I'm not sure what will happen in the future.  I don't know if we could get Molly and Tuxedo to live together harmoniously.  I don't know how good an indoor cat he would be because he has the unfortunate tendency to sink his claws into any soft surface - my next purchase is a scratching post.  And having him in the garage is inconvenient because I have to make sure he's closed in the workshop area and can't dash out the door whenever I need to take the car out, not to mention the fact that my husband uses that as his primary exit due to the shallow wide stairs I built for the kitchen door.  Nevertheless, I have committed myself to rescuing this little kitty and I will take care of him regardless.  

I would love to find a home for him where he can live indoors forever and be doted on as he deserves.  It would have to be with an experienced kitty lover because he's a little rough around the edges and doesn't have a lot of "people skills" since he's a stray.  When he's irritated he tries to interact with people like he would with other cats - snap, snap, swat, swat. I'm slowly breaking him of the habit and he's never hurt me or actually made hard contact with me, but it's a bad habit and we have to teach him better.  He also will drive you crazy dashing under your feet and almost tripping you.  But he has impeccable litter box habits (even though he is a litter kicker extraordinaire and you have to sweep around the box every morning and pick up a good 1/2 cup of litter) and is very clean and tidy.

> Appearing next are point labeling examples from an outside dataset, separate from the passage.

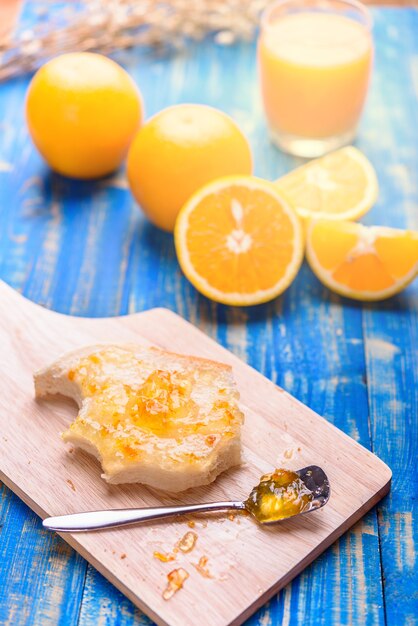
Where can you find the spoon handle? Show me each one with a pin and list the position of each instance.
(96, 520)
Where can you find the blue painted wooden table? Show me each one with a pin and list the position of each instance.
(85, 249)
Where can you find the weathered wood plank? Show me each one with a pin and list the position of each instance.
(391, 328)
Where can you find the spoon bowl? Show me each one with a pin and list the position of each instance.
(316, 491)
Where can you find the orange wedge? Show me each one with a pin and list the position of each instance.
(362, 262)
(341, 185)
(238, 241)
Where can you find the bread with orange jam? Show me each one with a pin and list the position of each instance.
(153, 417)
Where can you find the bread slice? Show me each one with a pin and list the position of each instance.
(153, 417)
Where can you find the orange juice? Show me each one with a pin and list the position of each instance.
(314, 69)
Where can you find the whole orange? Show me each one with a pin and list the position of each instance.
(82, 111)
(179, 150)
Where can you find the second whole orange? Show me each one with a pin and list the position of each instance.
(177, 151)
(83, 111)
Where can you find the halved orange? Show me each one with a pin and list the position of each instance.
(362, 262)
(238, 241)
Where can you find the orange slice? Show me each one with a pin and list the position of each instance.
(341, 185)
(238, 241)
(362, 262)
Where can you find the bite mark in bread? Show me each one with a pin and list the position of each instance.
(154, 417)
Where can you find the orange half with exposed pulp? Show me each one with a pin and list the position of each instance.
(238, 241)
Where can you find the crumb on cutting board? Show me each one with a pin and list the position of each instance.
(202, 567)
(164, 557)
(187, 542)
(175, 582)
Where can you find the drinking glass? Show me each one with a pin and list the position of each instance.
(314, 60)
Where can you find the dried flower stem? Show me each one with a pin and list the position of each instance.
(116, 24)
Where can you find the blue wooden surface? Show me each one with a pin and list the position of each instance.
(85, 249)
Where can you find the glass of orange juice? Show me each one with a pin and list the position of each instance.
(314, 60)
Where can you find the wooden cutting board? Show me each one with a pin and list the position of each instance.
(248, 563)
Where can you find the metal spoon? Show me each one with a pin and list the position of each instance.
(313, 477)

He's a good little guy, just needs a little "polishing".  But he loves to sit in laps, something our Molly won't do, and has a "motorboat" purr that you can hear in the next county.  You have to love him.

Lucky little cat.


pcflamingo said...

My son rescued a stray kitten, raggedy, flea-bitten and half-starving in a local park. He too is a million dollar kitty and part Korat, sort of a rare breed. Dark grey with the most unusual luminous green eyes. Cloudy wants to be friends with my indoor kitty, Tigger, in the worst way but Tigger is having none of it. My son brings him over for play dates and they have progressed to the point where they growl and mostly ignore each other with occasional hissy fits. Tigger has no claws and Cloudy does, so they have to be monitored. They both take walks outside on straight-jacket like halters that the neighbors find hilarious. Good luck with your rescue kitty - hope you find a good home.

momtofatdogs said...

Congradulations! I am glad you were able to rescue him & caved to keep him. We had a beautiful tuxedo at the landfill as well as 2 other strays. 1 was a tortoise shell & the other a black striped tabby. Feral dogs either scared them off or got them. I had been feeding them for 2 years. I feel bad, I do, but we're not talking tame cats at all. Not in 2 years. But, it's a landfill & there will be more. There always is.

YOu're a hero.


Sheila said...

If you have a PetSmart with a Banfield Clinic in it, you might look into their health programs for animals. We have a dog and a cat on the programs and we pay alot less for services. Our dog plan includes dental. Plans for both include the cost of spaying and neutering. And if it's a rescue cat, the first office visit is free. We found a cat under the hood of our car a year ago and he has been a joy and a delight to us ever since. He and the dog get along fine, but our older cat will NOT tolerate him, so we have to keep them separated. Good luck!!